Still reading? Good. In the second of my two part blog I’ll introduce non-parametric learning. The most important thing to understand about non-parametric learning is that it is not non-parametric. Now that we’ve cleared that up …
Thanks to those of you who voted following my previous blog. You’ll find the results at the end of this blog. So what’s going on in the three figures I posted earlier?
Figure 1 is the simplest and, as, probably, you’ve already guessed, each data point is joined to its neighbours by straight lines. From experience we tend to think that this it is not very likely that if we took measurements between the existing data that they would fall on these lines. We would expect the data to vary more smoothly.

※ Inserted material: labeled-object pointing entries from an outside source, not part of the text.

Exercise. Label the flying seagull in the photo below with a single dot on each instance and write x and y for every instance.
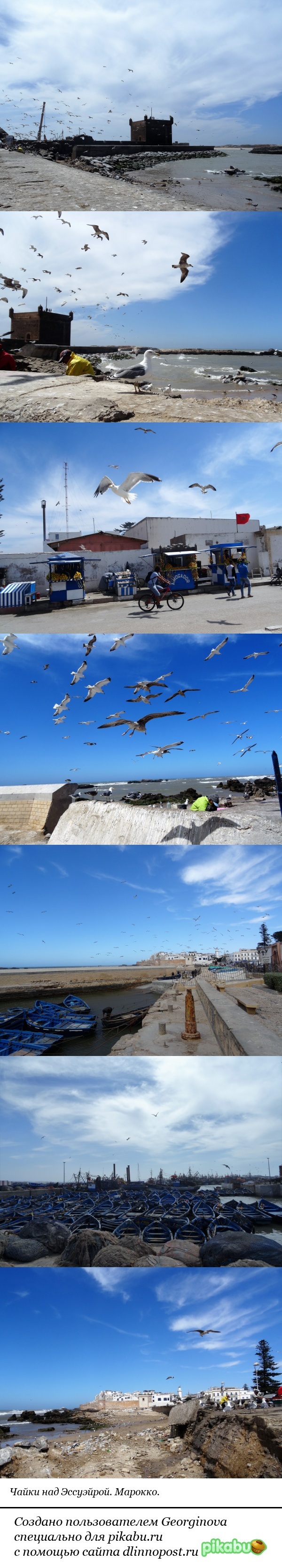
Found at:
(201, 487)
(217, 650)
(140, 723)
(160, 752)
(78, 675)
(59, 708)
(8, 643)
(127, 485)
(204, 1332)
(99, 234)
(242, 689)
(184, 266)
(121, 642)
(98, 689)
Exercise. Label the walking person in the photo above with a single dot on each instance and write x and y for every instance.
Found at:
(243, 578)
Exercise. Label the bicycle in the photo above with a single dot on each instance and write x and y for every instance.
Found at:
(148, 601)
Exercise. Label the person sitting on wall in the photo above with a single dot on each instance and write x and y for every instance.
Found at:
(7, 361)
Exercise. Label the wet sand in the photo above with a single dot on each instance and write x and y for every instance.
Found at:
(43, 396)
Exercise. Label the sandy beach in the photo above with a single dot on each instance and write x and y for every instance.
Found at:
(29, 181)
(43, 396)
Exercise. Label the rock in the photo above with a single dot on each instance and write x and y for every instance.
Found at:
(187, 1254)
(24, 1252)
(82, 1249)
(234, 1246)
(52, 1233)
(182, 1416)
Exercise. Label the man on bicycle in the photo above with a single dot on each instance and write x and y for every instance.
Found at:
(157, 584)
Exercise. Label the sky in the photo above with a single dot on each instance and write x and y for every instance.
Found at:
(235, 459)
(182, 899)
(32, 742)
(98, 1112)
(231, 298)
(215, 69)
(145, 1327)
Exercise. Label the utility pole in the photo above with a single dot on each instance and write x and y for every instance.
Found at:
(66, 501)
(38, 138)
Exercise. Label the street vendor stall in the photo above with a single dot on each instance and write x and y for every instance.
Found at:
(66, 579)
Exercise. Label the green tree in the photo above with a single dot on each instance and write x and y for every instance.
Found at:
(264, 935)
(267, 1371)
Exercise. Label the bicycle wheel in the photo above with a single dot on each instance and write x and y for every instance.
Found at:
(146, 604)
(174, 601)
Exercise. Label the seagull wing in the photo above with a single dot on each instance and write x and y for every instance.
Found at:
(104, 485)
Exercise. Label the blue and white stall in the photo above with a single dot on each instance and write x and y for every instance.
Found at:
(66, 578)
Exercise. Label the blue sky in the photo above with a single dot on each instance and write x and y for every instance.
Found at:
(181, 901)
(235, 459)
(93, 1112)
(215, 69)
(71, 1351)
(32, 745)
(231, 298)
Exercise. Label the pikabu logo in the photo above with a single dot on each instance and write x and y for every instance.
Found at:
(212, 1548)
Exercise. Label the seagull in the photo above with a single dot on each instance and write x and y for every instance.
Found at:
(59, 708)
(217, 650)
(8, 643)
(140, 723)
(204, 1332)
(143, 686)
(203, 716)
(92, 640)
(78, 675)
(242, 689)
(184, 266)
(99, 234)
(98, 689)
(127, 485)
(181, 692)
(137, 371)
(201, 487)
(121, 642)
(160, 752)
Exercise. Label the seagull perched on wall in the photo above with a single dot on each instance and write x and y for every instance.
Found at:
(59, 708)
(127, 485)
(8, 643)
(98, 689)
(184, 266)
(78, 675)
(121, 642)
(217, 650)
(201, 487)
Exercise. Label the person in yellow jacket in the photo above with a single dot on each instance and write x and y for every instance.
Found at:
(78, 366)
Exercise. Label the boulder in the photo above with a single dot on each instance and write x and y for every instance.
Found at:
(231, 1246)
(186, 1254)
(24, 1252)
(82, 1249)
(52, 1233)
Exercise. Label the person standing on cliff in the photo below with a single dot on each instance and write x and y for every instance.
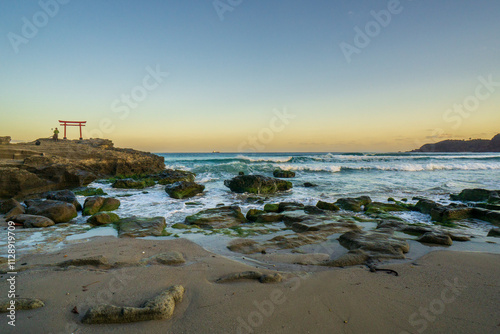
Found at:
(56, 135)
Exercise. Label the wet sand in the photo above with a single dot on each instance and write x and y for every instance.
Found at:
(442, 292)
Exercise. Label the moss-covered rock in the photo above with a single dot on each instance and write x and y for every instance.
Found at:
(271, 207)
(57, 211)
(103, 218)
(257, 184)
(184, 189)
(90, 192)
(133, 184)
(227, 216)
(141, 227)
(475, 195)
(97, 204)
(353, 204)
(327, 206)
(284, 174)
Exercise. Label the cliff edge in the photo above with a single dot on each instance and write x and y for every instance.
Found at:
(29, 168)
(474, 145)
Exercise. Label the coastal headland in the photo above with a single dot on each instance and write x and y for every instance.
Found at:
(346, 264)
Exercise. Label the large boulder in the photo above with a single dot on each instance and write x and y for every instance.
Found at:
(58, 211)
(184, 189)
(97, 204)
(426, 206)
(103, 218)
(377, 245)
(136, 227)
(133, 184)
(257, 184)
(30, 221)
(17, 182)
(170, 176)
(353, 204)
(65, 196)
(226, 216)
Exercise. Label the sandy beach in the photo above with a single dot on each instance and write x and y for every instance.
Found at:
(443, 292)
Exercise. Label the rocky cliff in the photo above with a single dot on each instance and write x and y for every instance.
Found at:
(475, 145)
(29, 168)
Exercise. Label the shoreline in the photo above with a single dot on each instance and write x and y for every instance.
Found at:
(352, 299)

Figure 3 is generated from the best fit of the relationship between stress and extension that arises from some simple assumptions and application of the idea of entropy, as I mentioned here. In terms of learning about physics, this representation could be considered to provide the most learning, albeit that we are learning that our model is too simplistic. By just comparing the shapes of the data with the curve, we can infer that we need a model with more parameters to describe physics not included in our simple model. This is parametric physics learning.
If we aren’t attempting to fit a physics relationship but believe that our data is representative of an underlying trend, what options are there?
Figure 2 is generated using a “smoothing spline”. This is a neat way of attempting to find a way to interpolate data based on the data alone rather than any beliefs about what might cause a particular relation between extension and stress. A smoothing spline is an extension of the cubic splines which is a type of non-parametric learning, The cubic spline describes locally the curve at each data point as a cubic equation. In this case, in contrast to the physics approach, we do not impose a global relationship. This means that knowing the value of the data of the first point tells us nothing about the value at, say, the 10th point of measurement. The physics approach would enable us to make this inference, but as we can see from the figure 2, in some cases, it wouldn’t be a very good prediction!
You may be wondering how we can define a cubic for each individual data point. A cubic equation has four parameters, so we have four unknowns and only one data point. To find the other unknowns, we add assumptions such as the slope and curvature of the curve connecting adjacent points are equal, which guarantees the appearance of smoothness. The math behind this is cumbersome to write down and involves a great deal of repetitious calculations, which is why it only became popular with the advent of computers.
A smoothing cubic spline extends the idea of a cubic spline so it can deal with noisy data, that is data that varies about the expected mean. Without this, the cubic spline can become quite spiky when the data is noisy, so a smoothed spline relaxes the demand that the curve pass through every data point and instead looks for a compromise curve that is smooth but never too far from the data. This requires the introduction of another (non?) parameter, unsurprisingly called the smoothing parameter. When this is zero it reproduces a cubic spline fit that passes through all the data points, when it is one it fits a straight line through the data. The best choice of smoothing parameter requires us to introduce some arbitrary measure of what good looks like, but statisticians have come up with ways of quantifying and measuring this, a topic of a future blog.
In what way, then, is this approach non-parametric? In parametric learning, the number of parameters is dictated by the model we have chosen to fit our data. For the stress-extension entropy model, we have just one parameter. We believe that more data will either improve the fit to the model or further support our view that the model needs to be more sophisticated, but we do not believe that more data will necessarily require more parameters. In non-parametric learning the number of parameters is determined by the amount of data and how much we wish to smooth the data. The parameters should be viewed as having no meaning outside of their use in describing how the data behaves. In other words, we cannot extract any physical meaning from the parameters.
So which one is preferable? This comes down to asking ourselves the questions: what do we want to learn and what do we want to do with our new knowledge. If our goal is to determine the physical laws that govern rubber elasticity and how those laws can be most elegantly represented mathematically, figure 2 is an important step. If our goal is to predict what will happen, but don’t care why, for extension values that we have not measured then figure 3 is preferable. This is the essence of the difference between machine learning and physics. Machine learning works on the basis that the data is everything and we learn everything we need to know from the data itself. Physics on the other hand is continually searching for an underlying description of the universe based on laws that we discover guided by observations.
As for your votes, the view was unanimous: Figure 2. Is this telling us that machines have learnt to think like humans, or that we have biased their learning outcomes with our own preconceived notions?